Kejagung Periksa 5 Saksi Kasus Dugaan Korupsi Askrindo

Kejaksaan Agung (Kejagung) telah menetapkan tiga mantan karyawan PT Askrindo Mitra Utama sebagai tersangka dalam kasus dugaan korupsi.

oleh Nanda Perdana Putra diperbarui 01 Des 2021, 10:56 WIB
Gedung Kejaksaan Agung RI (Kejagung). (Liputan6.com/Muhammad Radityo Priyasmoro)

Liputan6.com, Jakarta - Kejaksaan Agung (Kejagung) melakukan pemeriksaan terhadap lima saksi dalam kasus dugaan korupsi pengelolaan keuangan PT Askrindo Mitra Utama (AMU) Tahun Anggaran 2016-2020.

"Pemeriksaan saksi dilakukan untuk memberikan keterangan guna kepentingan penyidikan tentang suatu perkara pidana yang dia dengar sendiri, dia lihat sendiri dan dia alami sendiri guna menemukan fakta hukum tentang tindak pidana korupsi yang terjadi pada PT AMU," tutur Kapuspenkum Kejagung Leonard Eben Ezer Simanjuntak dalam keterangannya, Rabu (1/12/2021).

Leonard menyebut, pemeriksaan itu dilakukan pada Selasa, 30 November 2021. Kelima saksi dimintai keterangan untuk tersangka WW, FB, dan AFS.

Mereka adalah Sekretaris Perusahaan PT Askrindo, DSA; mantan Pemimpin Wilayah Denpasar PT Askrindo, IGPW; Kepala Divisi Akuntansi PT Askrindo, EJ; mantan Direktur PT Askrindo Mitra Utama, DH; dan mantan Direktur PT Askrindo Mitra Utama, FCVT.

"Pemeriksaan saksi dilaksanakan dengan mengikuti secara ketat protokol kesehatan antara lain dengan menerapkan 3M," kata Leonard.

Diketahui, Kejagung telah menetapkan tiga mantan karyawan PT AMU sebagai tersangka dalam kasus dugaan korupsi.

Pertama berinisial WW selaku mantan Direktur Pemasaran PT Askrindo Mitra Utama (PT AMU). Kedua, berinisial FB selaku Mantan Direktur Kepatuhan dan SDM PT Askrindo. Ketiga AFS selaku Direktur Operasional Ritel PT Askrindo sekaligus Komisaris PT Askrindo Mitra Utama.


Peran Tersangka

Peran daripada para tersangka, pertama WW meminta, menerima, dan memberi bagian share komisi yang tidak sah dari PT AMU. Akibatnya, dalam kurun waktu antara tahun 2016-2020, terdapat pengeluaran komisi agen dari PT Askrindo kepada PT Askrindo Mitra Utama secara tidak sah.

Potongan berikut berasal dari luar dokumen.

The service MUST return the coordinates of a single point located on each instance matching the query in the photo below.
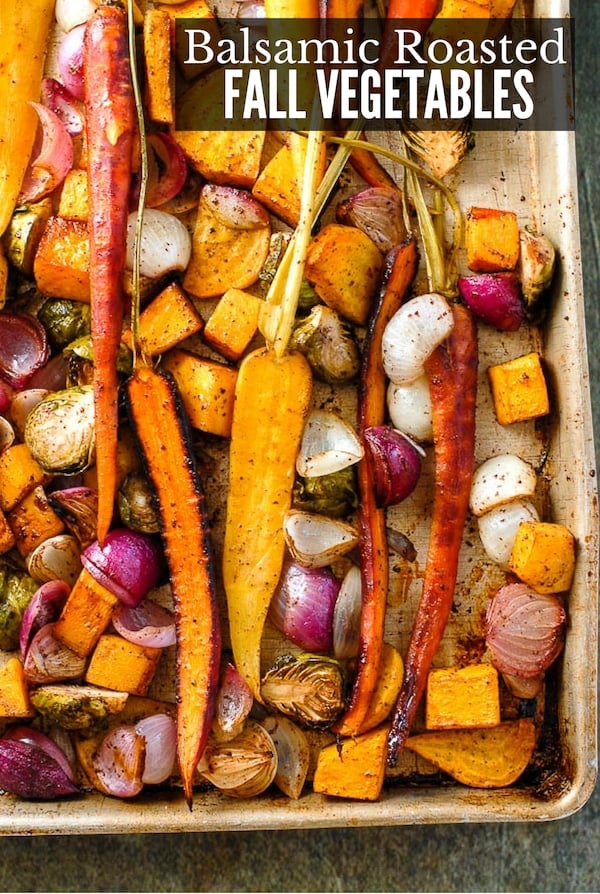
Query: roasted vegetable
(25, 29)
(353, 768)
(482, 758)
(401, 266)
(65, 321)
(60, 431)
(271, 403)
(462, 697)
(452, 373)
(309, 688)
(157, 418)
(77, 707)
(16, 590)
(110, 125)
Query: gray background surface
(559, 856)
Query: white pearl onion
(409, 407)
(498, 528)
(412, 334)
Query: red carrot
(452, 373)
(401, 267)
(110, 125)
(159, 423)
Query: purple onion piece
(495, 298)
(23, 348)
(129, 564)
(396, 464)
(302, 606)
(30, 772)
(44, 607)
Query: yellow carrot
(271, 402)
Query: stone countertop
(558, 856)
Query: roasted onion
(524, 630)
(302, 606)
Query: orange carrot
(158, 418)
(452, 374)
(401, 267)
(110, 124)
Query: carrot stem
(452, 373)
(110, 122)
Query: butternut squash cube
(20, 472)
(170, 318)
(157, 59)
(74, 203)
(353, 768)
(519, 389)
(462, 697)
(14, 694)
(62, 260)
(119, 664)
(278, 185)
(33, 520)
(233, 323)
(85, 615)
(343, 264)
(225, 157)
(492, 240)
(543, 556)
(7, 538)
(207, 390)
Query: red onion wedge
(23, 348)
(119, 762)
(129, 564)
(44, 607)
(51, 159)
(62, 102)
(495, 298)
(302, 606)
(167, 169)
(396, 464)
(160, 737)
(524, 630)
(31, 736)
(145, 624)
(31, 772)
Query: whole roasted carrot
(452, 374)
(158, 421)
(110, 124)
(401, 267)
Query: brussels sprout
(308, 687)
(537, 261)
(327, 342)
(16, 590)
(65, 321)
(80, 357)
(76, 707)
(333, 495)
(136, 504)
(60, 431)
(24, 232)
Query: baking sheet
(535, 175)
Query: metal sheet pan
(534, 174)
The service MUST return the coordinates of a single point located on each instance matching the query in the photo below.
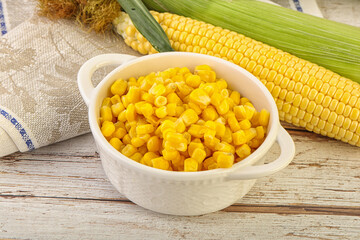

Cara itu dilakukan, dengan mengalihkan produksi langsung PT Askrindo menjadi seolah-olah produksi tidak langsung melalui PT AMU yang kemudian sebagian di antaranya dikeluarkan kembali ke Oknum di PT Askrindo secara tunai.

"Seolah-olah sebagai beban operasional tanpa didukung dengan bukti pertanggungjawaban atau dilengkapi dengan bukti pertanggungjawaban fiktif sehingga menimbulkan kerugian keuangan negara," kata Leonard.

Sedangkan tersangka FB, adalah pihak yang mengetahui dan menyetujui pengeluaran beban operasional PT AMU secara tunai tanpa melalui permohonan resmi dari pihak ketiga yang berhak dan tanpa didukung dengan bukti pertanggungjawaban atau dilengkapi dengan bukti pertanggungjawaban fiktif.

"Untuk kemudian membagi dan menyerahkan share komisi yang ditarik secara tunai di PT AMU Pusat kepada 4 orang di PT Askrindo," katanya.


Penyitaan Uang

Dalam perkara ini, penyidik telah mengamankan dan melakukan penyitaan sejumlah uang share komisi sejumlah Rp 611.428.130 dan USD 762.900, serta SGD 32.000.

"Saat ini sedang dilakukan penghitungan kerugian negara oleh Badan Pengawas Keuangan dan Pembangunan (BPKP)," ujar Leonard.

Para tersangka disangkakan Pasal 2 ayat 1 atau Pasal 3 Jo. Pasal 18 Undang-Undang Nomor 31 Tahun 1999 tentang Pemberantasan Tindak Pidana Korupsi sebagaimana diubah dengan Undang-Undang Nomor 20 Tahun 2001 tentang Perubahan Atas Undang-Undang Nomor 31 Tahun 1999 tentang Pemberantasan Tindak Pidana Korupsi Jo. Pasal 55 ayat (1) ke-1 KUHP.